Le dérapage du déficit français brise la promesse faite à Bruxelles

Michel Sapin, ministre des Finances. [Parti Socialiste/Flickr]

Le déficit français va progresser en 2014, contrairement aux engagements initiaux.

Il devait reculer, promis, juré. En 2014, le déficit de la France va au contraire progresser, à 4,4 % du PIB, contre 4,1 % en 2013.

Un dérapage dû à un manque de recettes du côté de l’impôt des sociétés : la mise en place du CICE, le crédit d’impôt compétitivité emploi, a permis à de nombreuses entreprises de retarder ou de ne pas payer l’impôt sur les sociétés.

 En revanche, le gouvernement a annoncé qu’il gardait le cap de la réduction des déficits et prévoyait un recul à 4,3 % en 2015 et 3 % en 2017.

 « Nous ne demandons aucune modification des règles européennes, mais la prise en compte des réalités économiques » a affirmé Michel Sapin.
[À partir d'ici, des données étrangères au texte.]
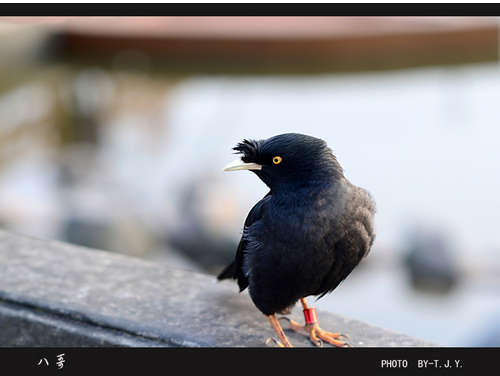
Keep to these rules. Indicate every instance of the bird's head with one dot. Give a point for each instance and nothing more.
(287, 159)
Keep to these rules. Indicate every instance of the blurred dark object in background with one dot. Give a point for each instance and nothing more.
(430, 262)
(488, 334)
(194, 234)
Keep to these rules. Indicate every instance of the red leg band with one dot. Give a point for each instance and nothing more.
(310, 316)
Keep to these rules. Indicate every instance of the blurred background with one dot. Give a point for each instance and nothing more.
(114, 132)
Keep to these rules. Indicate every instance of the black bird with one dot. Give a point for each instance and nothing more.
(305, 236)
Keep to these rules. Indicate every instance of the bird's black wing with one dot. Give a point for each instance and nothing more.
(235, 269)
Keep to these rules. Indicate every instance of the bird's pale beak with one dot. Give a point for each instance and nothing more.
(240, 165)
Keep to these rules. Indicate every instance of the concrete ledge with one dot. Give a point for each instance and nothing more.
(55, 294)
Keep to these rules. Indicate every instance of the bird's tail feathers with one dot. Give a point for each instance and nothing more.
(228, 272)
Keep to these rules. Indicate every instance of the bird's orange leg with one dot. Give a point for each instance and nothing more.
(316, 334)
(279, 331)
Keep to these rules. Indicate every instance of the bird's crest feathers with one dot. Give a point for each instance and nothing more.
(248, 148)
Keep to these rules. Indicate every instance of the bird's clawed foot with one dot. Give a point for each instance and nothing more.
(318, 335)
(275, 341)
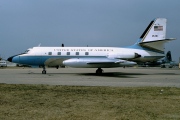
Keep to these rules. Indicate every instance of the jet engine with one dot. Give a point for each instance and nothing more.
(123, 56)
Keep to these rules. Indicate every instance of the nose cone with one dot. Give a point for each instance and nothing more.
(14, 59)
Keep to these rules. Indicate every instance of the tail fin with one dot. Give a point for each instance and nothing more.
(154, 36)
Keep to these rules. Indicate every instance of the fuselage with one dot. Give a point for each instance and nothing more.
(54, 56)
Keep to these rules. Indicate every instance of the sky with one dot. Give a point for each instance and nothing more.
(97, 23)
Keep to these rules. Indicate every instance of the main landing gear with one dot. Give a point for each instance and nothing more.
(99, 71)
(44, 70)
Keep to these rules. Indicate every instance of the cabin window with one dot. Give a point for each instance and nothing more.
(77, 53)
(68, 53)
(49, 53)
(86, 53)
(59, 53)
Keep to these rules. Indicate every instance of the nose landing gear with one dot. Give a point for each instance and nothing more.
(44, 70)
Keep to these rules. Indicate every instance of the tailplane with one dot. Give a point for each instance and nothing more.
(154, 35)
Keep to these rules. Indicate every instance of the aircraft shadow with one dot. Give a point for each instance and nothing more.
(114, 74)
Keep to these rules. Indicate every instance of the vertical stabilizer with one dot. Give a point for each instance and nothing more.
(154, 37)
(155, 31)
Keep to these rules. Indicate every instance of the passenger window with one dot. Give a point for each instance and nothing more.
(50, 53)
(86, 53)
(68, 53)
(59, 53)
(77, 53)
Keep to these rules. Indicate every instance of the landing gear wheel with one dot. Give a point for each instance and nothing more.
(99, 71)
(44, 72)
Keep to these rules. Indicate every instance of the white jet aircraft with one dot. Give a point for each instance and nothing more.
(148, 48)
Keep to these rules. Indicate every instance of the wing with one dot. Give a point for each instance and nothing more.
(95, 62)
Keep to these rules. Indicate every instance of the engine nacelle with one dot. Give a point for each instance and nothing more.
(75, 62)
(124, 56)
(91, 63)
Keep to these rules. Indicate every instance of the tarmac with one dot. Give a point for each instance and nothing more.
(116, 77)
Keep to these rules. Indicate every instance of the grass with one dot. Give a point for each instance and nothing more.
(88, 103)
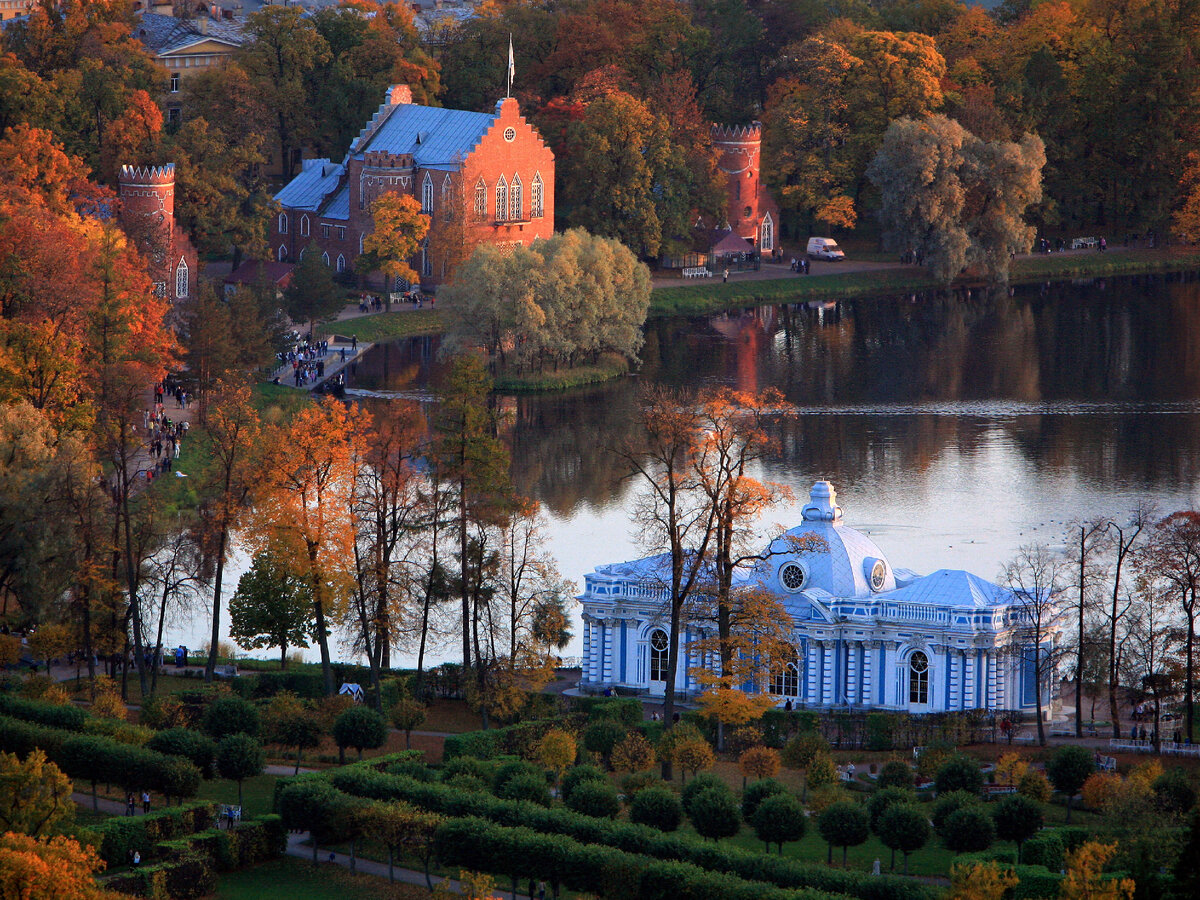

Un message qui s’adresse aujourd’hui directement à son ancien collaborateur au sein du gouvernement, Pierre Moscovici, qui a obtenu aujourd’hui le poste de commissaire aux Affaires économiques au sein de la Commission Juncker. Le Français a toutefois été placé sous la responsabilité d’un vice-président, le finlandais Katainen, connu pour son orthodoxie budgétaire.  

Croissance revue à la baisse

 Le ministre de l’Économie a aussi revu à la baisse ses prévisions de croissance pour l’économie française, soit à 0,4 % cette année, contre 1 % initialement prévu, puis 1 % pour 2015. L’inflation est anticipée de son côté à 0,5 % en 2014 et 0,9 % en 2015.

 Le gouvernement a néanmoins annoncé le maintien de son objectif d’économies sur la dépense publique de 21 milliards d’euros en 2015, une semaine après avoir annoncé qu’il n’y parviendrait pas.

 Économies maintenues

Le 2 septembre dernier, le ministre des Finances avait en effet estimé que cette première tranche des 50 milliards d’économies programmées sur trois ans, par rapport à la progression naturelle de la dépense, ne serait pas atteinte mais que la France s’engageait malgré tout à parvenir aux 50 milliards visés d’ici 2017.

 « On ne peut pas avoir les mêmes objectifs avec une inflation qui devient très faible », avait reconnu le ministre en réponse à une question sur le maintien d’un objectif de 21 milliards d’économies l’année prochaine.

 La BCE elle-même a reconnu le risque de déflation en s’engageant dans une nouvelle baisse des taux d’intérêt le 4 septembre. Le président de la BCE, Mario Draghi, avait évoqué le risque du chômage croissant en zone euro et les remèdes à y apporter dans un discours prononcé fin août aux Etats-Unis.